Explain Classification vs Regression

Premium

In this mock interview, Angie asks Raj (MLE @ Snapchat) to discuss the “differences between classification and regression in machine learning.” Below is a supplemental written solution that shows how to approach the question and follow-up questions.

Answer

Classification and regression refer to the type of outcome predicted by a supervised machine learning algorithm. And so in the case of classification, that will usually predict some sort of category. So in the simplest case, a yes or a no. Regression will be predicting some sort of numerical or continuous value, for example, a person's height.
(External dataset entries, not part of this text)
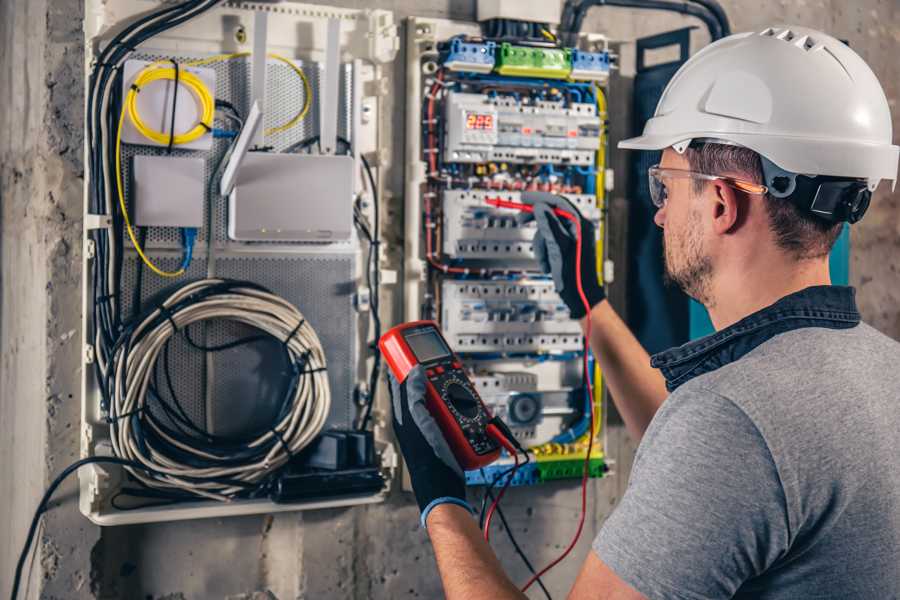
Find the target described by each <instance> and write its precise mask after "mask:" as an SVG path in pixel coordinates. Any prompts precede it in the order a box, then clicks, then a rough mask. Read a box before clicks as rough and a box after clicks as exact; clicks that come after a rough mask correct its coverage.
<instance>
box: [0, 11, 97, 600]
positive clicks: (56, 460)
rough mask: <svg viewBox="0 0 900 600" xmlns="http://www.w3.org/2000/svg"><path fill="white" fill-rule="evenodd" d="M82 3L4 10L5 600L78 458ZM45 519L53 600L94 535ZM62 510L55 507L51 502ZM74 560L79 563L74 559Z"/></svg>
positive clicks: (1, 343)
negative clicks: (66, 472)
mask: <svg viewBox="0 0 900 600" xmlns="http://www.w3.org/2000/svg"><path fill="white" fill-rule="evenodd" d="M80 5H81V3H80V2H79V1H77V0H53V2H52V3H49V2H46V1H42V0H31V1H29V2H2V3H0V78H2V80H3V82H4V85H3V90H2V92H0V94H2V99H0V202H2V238H0V240H2V241H0V248H2V250H0V252H2V268H0V269H2V270H0V277H2V284H3V285H2V317H0V357H2V359H0V360H2V363H0V427H2V434H0V482H2V483H0V485H2V496H0V497H2V500H0V565H2V572H0V595H4V596H5V595H8V593H9V585H10V583H11V577H12V570H13V565H14V564H15V560H16V558H17V557H18V553H19V549H20V546H21V544H22V541H23V538H24V534H25V529H26V526H27V524H28V522H29V521H30V519H31V513H32V512H33V510H34V507H35V505H36V504H37V501H38V499H39V498H40V495H41V494H42V492H43V489H44V488H45V487H46V486H47V484H48V483H49V481H48V476H49V475H50V474H52V473H55V472H57V471H58V470H59V469H61V468H63V467H64V466H65V465H66V464H68V463H69V462H71V461H72V460H73V459H74V458H76V455H77V452H78V435H77V431H78V425H77V423H78V415H79V408H78V393H77V390H78V386H79V375H78V368H79V367H78V363H79V351H78V348H79V346H80V332H79V327H78V320H79V314H80V300H79V299H80V295H81V291H80V289H81V288H80V283H79V276H78V266H77V265H78V264H79V261H80V249H81V244H80V239H81V227H80V214H81V197H82V195H81V189H80V188H81V186H82V181H81V172H82V168H81V154H80V153H81V143H82V141H81V140H82V138H81V129H82V123H81V122H82V116H81V115H82V104H83V103H82V96H81V87H82V78H81V61H82V52H81V47H80V45H79V44H78V43H77V40H78V39H79V37H80V35H81V34H80V31H81V22H80V14H81V8H80ZM74 490H75V485H74V482H69V484H68V485H66V486H64V487H63V488H61V490H60V492H59V494H58V495H57V499H58V502H62V503H63V506H62V507H61V508H58V509H54V510H53V511H52V512H51V513H50V514H49V515H48V517H47V518H46V519H45V521H44V529H43V534H42V535H41V536H40V537H39V540H38V543H39V548H40V552H39V554H38V555H37V557H38V559H39V565H35V567H34V568H33V569H32V570H31V573H32V583H31V585H30V591H31V593H32V595H34V594H36V592H37V582H38V580H39V579H42V578H43V579H46V580H52V581H54V582H56V585H55V588H54V590H55V591H49V589H48V593H47V594H46V597H47V598H53V597H59V598H63V597H74V595H75V594H78V593H81V591H83V590H86V588H87V587H88V580H89V575H90V574H89V569H90V562H89V560H88V557H89V554H90V549H91V546H92V545H93V543H94V542H95V541H96V539H98V537H99V531H98V530H97V529H96V528H94V527H90V526H88V524H86V523H85V522H84V520H83V519H82V518H81V517H80V516H79V515H78V514H77V511H76V509H75V504H74V502H72V501H71V500H72V498H73V494H74ZM54 504H56V503H54ZM70 556H75V557H79V558H83V559H82V560H78V559H76V560H72V559H70V558H68V557H70Z"/></svg>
Let’s say your interviewer wants to continue the conversation through a follow-up question. For example, assume you’re asked, “Can you foresee instances where a problem could be both classification or regression? Why might you choose one or the other?”

A strong response would be, “Let's say there was a case where the outcome was a numerical variable. You could use regression to formulate that problem. However, you could also bin the different values into different categories. For example, for height, you can bin them based on ranges. You could have one that says low, one that says medium, one that says high. Then you can turn that into a classification problem. One argument for classification is that it’s easier for the algorithm to distinguish and learn based on the actual patterns underlying the data. In the case of the height, the scale is kind of all over the place. There's a bigger space that you have to be able to predict, so getting the underlying pattern of whether it's in the medium range or the higher range might be something that's easier for the algorithm to learn. And it can also be more useful for the algorithm to learn. So it just depends on the use case and what makes most sense for your particular objective.”

What makes this answer effective

The answer correctly explains the difference between classification and regression, which is only related to the type of outcome that a machine learning algorithm predicts. It gives a concrete example to clarify this difference.